Shof sholat diatur dengan menyingkirkan kasur-kasur. Kami sholat dhuhur dengan barisan yang rapi. Dilanjutkan dengan sholat ‘ashar, jamak. Setelah itu khotbah wukuf disampaikan Dr. Mushlih. Khotbahnya sangat sederhana dan mengena. Kami sudah meneteskan air mata mendengar khotbahnya. Apalagi saat mendapat renungan dan membaca do’a-do’a secara terpimpim. Rasanya seperti mencuci jiwa dan raga dalam lautan puji-pujian pada Allah, dengan do’a, permohonan, penyesalan, harapan dan air mata. Waktu yang luar biasa.
Jam 14, Jamaah dipersilahkan makan siang dan melanjutkan doa pribadi atau bersama keluarga. Aku memilih tidak makan siang dan melanjutkan semua doa yang telah kupersiapkan. Dengan mata terpejam asyik masyuk, kurasakan sebuah dunia tersendiri. Seolah aku tercerabut dari semua kesibukan orang yang hilir mudik, mengantri makan dan sebagainya.
Aku tidak pedulikan suara-suara apapun. Aku hanya peduli dengan urusan semua permohonan dan taubatku pada Allah.

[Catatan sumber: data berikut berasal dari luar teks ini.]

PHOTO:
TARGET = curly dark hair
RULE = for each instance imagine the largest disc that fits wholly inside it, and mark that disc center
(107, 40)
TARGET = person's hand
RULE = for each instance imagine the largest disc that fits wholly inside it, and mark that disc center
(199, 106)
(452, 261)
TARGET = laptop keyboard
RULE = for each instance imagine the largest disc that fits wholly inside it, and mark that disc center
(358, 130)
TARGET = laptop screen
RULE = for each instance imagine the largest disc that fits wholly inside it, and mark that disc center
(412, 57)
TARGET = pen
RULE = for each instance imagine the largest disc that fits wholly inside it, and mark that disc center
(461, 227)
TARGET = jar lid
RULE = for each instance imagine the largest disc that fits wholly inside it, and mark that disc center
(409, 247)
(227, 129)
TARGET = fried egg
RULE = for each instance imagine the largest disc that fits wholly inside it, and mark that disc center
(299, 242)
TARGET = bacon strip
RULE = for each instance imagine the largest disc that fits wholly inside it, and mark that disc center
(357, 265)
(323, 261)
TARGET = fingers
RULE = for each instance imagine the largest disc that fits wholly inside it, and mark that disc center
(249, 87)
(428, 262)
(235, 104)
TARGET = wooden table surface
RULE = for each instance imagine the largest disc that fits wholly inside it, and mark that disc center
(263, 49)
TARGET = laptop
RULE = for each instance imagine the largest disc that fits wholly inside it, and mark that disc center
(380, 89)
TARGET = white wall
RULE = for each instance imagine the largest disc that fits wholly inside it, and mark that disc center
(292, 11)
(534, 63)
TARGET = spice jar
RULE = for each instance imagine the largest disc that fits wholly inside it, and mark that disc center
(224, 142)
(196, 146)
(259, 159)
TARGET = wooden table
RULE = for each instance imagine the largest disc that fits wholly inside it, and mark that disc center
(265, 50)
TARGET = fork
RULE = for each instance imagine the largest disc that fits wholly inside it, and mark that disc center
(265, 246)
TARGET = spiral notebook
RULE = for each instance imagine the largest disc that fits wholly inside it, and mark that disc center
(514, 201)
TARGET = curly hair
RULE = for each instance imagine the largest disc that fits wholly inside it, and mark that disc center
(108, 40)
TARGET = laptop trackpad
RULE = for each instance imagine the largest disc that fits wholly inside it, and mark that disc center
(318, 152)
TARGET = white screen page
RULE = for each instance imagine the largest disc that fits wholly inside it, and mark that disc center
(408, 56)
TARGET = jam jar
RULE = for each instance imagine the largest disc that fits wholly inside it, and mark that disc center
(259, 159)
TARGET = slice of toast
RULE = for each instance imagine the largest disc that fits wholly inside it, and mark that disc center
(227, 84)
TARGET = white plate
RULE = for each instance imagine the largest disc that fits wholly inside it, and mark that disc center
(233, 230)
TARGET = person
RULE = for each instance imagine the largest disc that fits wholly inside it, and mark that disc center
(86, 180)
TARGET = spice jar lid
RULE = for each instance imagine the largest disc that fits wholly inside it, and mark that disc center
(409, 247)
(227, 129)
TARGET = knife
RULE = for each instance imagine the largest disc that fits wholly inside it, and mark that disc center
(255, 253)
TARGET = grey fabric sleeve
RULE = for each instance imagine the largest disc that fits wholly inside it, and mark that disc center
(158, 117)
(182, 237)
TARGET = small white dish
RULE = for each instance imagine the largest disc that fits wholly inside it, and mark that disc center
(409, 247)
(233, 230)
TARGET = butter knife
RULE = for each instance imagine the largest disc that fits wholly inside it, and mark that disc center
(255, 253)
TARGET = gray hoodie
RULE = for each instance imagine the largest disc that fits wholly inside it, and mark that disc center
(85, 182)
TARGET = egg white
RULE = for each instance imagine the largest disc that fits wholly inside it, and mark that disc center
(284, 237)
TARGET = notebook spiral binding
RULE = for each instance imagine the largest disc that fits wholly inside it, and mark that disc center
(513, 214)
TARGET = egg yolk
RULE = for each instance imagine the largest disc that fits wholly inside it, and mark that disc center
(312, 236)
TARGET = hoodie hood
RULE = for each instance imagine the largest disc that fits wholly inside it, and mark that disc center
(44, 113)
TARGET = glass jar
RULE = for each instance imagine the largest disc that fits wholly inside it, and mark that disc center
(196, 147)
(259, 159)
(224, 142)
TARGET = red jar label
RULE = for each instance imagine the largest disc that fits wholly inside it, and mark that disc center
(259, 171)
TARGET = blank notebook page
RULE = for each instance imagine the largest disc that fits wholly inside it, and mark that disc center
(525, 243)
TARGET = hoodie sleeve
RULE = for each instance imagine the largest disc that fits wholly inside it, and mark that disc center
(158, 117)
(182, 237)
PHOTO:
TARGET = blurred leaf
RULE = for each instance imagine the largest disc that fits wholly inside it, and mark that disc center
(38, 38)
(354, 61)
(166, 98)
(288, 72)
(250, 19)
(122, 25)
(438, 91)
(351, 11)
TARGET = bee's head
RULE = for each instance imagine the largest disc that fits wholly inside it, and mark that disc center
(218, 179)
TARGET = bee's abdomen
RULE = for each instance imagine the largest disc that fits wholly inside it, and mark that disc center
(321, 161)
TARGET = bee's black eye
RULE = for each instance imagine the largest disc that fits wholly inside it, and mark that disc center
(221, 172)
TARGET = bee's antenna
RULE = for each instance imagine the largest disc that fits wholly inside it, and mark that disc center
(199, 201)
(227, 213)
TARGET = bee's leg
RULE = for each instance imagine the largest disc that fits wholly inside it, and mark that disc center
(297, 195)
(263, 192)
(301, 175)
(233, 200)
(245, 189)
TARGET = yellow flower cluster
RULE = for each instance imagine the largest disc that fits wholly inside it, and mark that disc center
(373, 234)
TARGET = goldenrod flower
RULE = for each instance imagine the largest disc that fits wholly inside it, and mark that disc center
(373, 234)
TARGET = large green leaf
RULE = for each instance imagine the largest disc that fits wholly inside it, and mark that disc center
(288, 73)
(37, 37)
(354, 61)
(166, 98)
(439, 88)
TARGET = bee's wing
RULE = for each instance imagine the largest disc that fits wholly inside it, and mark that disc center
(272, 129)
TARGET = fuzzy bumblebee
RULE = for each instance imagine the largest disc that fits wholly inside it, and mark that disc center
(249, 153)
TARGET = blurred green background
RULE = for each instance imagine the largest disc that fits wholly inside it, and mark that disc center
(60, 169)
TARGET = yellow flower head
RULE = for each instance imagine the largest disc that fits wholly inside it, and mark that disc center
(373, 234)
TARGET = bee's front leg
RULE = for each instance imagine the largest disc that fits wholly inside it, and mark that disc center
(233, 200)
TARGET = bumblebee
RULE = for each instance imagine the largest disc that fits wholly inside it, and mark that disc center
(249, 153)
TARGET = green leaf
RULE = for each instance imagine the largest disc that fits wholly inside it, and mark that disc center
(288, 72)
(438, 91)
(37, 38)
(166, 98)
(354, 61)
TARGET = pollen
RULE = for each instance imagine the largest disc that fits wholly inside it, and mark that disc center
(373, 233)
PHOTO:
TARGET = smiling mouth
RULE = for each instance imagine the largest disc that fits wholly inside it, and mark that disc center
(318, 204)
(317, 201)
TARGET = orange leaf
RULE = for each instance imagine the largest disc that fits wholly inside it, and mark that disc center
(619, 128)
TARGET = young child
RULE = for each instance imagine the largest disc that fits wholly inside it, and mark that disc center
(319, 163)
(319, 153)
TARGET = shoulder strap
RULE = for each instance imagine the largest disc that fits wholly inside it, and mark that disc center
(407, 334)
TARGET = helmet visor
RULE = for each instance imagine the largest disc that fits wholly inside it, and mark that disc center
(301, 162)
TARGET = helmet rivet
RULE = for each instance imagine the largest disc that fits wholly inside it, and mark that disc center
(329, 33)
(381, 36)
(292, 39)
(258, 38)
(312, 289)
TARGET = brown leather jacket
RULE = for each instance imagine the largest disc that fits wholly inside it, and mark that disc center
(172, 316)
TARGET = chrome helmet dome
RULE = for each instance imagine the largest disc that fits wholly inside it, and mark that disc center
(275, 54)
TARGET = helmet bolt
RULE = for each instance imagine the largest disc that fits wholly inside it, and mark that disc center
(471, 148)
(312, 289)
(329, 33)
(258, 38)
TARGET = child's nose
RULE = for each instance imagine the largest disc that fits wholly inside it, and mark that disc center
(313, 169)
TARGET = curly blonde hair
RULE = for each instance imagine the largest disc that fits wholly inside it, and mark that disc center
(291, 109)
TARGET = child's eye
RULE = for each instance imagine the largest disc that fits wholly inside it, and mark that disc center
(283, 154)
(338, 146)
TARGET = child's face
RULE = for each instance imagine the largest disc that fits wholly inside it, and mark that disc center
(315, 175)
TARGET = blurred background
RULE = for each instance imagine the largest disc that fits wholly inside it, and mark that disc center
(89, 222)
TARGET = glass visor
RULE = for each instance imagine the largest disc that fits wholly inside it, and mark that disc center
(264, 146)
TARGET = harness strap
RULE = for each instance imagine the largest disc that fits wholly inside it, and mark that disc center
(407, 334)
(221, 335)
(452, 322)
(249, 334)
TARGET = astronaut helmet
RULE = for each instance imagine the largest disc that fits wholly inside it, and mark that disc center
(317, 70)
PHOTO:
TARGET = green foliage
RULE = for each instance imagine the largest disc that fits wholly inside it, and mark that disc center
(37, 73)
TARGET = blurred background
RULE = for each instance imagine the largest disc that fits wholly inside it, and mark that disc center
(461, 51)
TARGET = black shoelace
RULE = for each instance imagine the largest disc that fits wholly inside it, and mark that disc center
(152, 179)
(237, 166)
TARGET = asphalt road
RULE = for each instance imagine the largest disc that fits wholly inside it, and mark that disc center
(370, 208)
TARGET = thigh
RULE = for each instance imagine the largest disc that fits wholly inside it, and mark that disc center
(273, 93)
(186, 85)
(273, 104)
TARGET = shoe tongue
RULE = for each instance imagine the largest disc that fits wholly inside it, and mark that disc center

Rasanya sayang menyia-nyiakan saat terbaik dalam hidupku, yang aku tidak tahu apakah berkesempatan mengulangnya di lain waktu. Maka aku tidak peduli dengan aktivitas orang lain. Ada yang bersenda gurau, menonton monyet, makan, berfoto-foto. Aku berbisik dalam doaku, agar semua suara-suara yang ada disekitarku, semakin menambah khusyu’dalam aku bermunajat. Jadi aku memutuskan tidak terganggu oleh aktivitas orang lain saat itu.
Alhamdulillah, semuanya lancar. Aku bangkit dan menyelesaikan munajatku setelah diumumkan untuk berkemas dan bersiap meninggalkan tenda pada pukul 16.30.
Saat itulah aku rasakan tubuhku ringan. Semoga Allah meluruhkan seluruh dosa-dosaku saat wukuf di Arafah, amin. Semoga suatu saat aku dapat kembali wukuf di Arafah, amin.